The Supreme Court, on July 29, 2014, ordered Mr Woyome to refund GH¢51.2 million to the state on grounds that he got the money out of unconstitutional and invalid contracts between the state and Waterville Holdings Limited in 2006 for the construction of stadia for CAN 2008.
It was the view of the court that the contracts upon which Mr Woyome made and received the claim were in contravention of Article 181 (5) of the 1992 Constitution of Ghana, which required such contracts to be laid before and approved by Parliament. The case leading to the Supreme Court decision was initiated by Mr Martin Amidu, the current Special Prosecutor, in his capacity as a citizen of Ghana.
On March 1, 2016, Mr Woyome prayed the court to give him three years to pay back the money but the court declined to grant his wish. He, however, refunded GH¢4 million in November 2016 and an additional GH¢600,000 and promised to pay the outstanding balance by quarterly instalments of GH¢5 million, commencing April 1, 2017.

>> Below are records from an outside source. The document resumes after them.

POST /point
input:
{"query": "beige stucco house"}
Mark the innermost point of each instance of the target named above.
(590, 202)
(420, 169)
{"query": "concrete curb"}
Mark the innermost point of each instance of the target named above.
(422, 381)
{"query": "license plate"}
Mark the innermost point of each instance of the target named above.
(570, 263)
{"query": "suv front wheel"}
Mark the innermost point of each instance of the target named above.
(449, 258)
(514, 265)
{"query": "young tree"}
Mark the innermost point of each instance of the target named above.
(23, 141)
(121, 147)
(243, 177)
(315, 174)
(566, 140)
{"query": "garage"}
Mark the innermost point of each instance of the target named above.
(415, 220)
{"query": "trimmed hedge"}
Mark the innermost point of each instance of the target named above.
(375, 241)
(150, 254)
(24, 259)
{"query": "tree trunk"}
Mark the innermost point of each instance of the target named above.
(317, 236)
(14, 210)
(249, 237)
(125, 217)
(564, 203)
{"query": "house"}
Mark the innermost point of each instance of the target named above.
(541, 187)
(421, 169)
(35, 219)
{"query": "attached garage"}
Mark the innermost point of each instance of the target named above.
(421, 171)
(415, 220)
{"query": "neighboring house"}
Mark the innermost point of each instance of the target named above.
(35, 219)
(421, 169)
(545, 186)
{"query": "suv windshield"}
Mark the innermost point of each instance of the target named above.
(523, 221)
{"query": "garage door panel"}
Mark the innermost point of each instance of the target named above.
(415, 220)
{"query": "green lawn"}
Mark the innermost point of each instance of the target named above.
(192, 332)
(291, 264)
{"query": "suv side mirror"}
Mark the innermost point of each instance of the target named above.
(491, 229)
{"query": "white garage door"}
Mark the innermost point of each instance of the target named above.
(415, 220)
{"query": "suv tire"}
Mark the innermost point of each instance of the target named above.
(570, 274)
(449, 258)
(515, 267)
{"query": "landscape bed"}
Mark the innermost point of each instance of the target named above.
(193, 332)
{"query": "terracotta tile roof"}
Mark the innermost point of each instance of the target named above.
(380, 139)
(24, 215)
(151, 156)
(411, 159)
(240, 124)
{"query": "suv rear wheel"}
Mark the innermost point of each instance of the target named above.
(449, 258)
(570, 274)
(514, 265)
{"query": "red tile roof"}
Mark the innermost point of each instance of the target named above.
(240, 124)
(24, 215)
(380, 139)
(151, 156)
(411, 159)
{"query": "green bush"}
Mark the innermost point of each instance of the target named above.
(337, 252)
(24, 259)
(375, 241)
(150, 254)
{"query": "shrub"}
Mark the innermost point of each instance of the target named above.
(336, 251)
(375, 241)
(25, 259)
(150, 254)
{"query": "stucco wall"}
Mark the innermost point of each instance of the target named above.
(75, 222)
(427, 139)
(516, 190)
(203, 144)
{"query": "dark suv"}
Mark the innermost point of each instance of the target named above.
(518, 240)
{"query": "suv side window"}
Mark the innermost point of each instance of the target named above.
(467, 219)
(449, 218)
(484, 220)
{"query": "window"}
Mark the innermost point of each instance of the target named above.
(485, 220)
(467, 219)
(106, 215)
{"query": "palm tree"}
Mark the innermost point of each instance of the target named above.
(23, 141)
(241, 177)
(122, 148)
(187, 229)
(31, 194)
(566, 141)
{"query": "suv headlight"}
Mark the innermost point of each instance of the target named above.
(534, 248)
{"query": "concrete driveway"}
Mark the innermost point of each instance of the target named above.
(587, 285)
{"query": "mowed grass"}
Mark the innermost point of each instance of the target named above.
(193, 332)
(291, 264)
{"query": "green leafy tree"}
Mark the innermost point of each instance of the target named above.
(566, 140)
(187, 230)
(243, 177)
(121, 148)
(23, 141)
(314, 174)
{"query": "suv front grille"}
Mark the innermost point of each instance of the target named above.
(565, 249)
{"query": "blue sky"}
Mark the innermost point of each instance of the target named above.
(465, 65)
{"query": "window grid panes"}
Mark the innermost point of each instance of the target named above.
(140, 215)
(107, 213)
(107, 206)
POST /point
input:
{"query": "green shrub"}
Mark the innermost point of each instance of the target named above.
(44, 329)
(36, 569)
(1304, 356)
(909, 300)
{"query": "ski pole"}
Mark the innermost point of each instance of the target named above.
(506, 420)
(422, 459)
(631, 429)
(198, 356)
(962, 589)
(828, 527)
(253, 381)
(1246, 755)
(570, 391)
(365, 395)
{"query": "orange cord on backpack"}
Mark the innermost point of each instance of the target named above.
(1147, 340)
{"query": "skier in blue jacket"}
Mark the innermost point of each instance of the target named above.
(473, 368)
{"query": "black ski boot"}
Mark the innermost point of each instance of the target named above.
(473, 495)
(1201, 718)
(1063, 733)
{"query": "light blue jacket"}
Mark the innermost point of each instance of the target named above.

That did not materialise, after the businessman initiated a litany of legal cases at the Supreme Court challenging the decision for him to pay the money or efforts to execute the judgment, which were all dismissed.
Apart from fighting his cases in the country, Mr Woyome also sought relief from the International Court of Arbitration of the International Chamber of Commerce (ICC) based in Paris, France, and the African Court of Justice, based in Arusha, Tanzania. In August 2017, the ICC threw out his case on the basis that he had failed to properly invoke its jurisdiction. His case at the African Court of Justice was also dismissed in June this year.
Sale of properties
The state, in its attempt to take over the businessman’s properties, faced certain obstacles, which included a claim by the defunct UT Bank that some of the properties belonged to the bank. On June 27, 2019, the Supreme Court ruled that the properties were, indeed, for Woyome and ordered their sale to defray the debt he owed the state.
The assets to be sold include two mansions at Trassaco Estate, a house at Kpehe, an office complex of Anator Holdings, a residential building at Abelemkpe and a stone quarry, including its plants and equipment. The court, with Justice A.A Benin as the sole judge, had held that the properties belonged to Mr Woyome and that the claim by UT Bank that the businessman had sold the two houses at Trassaco Estate to it was a sham.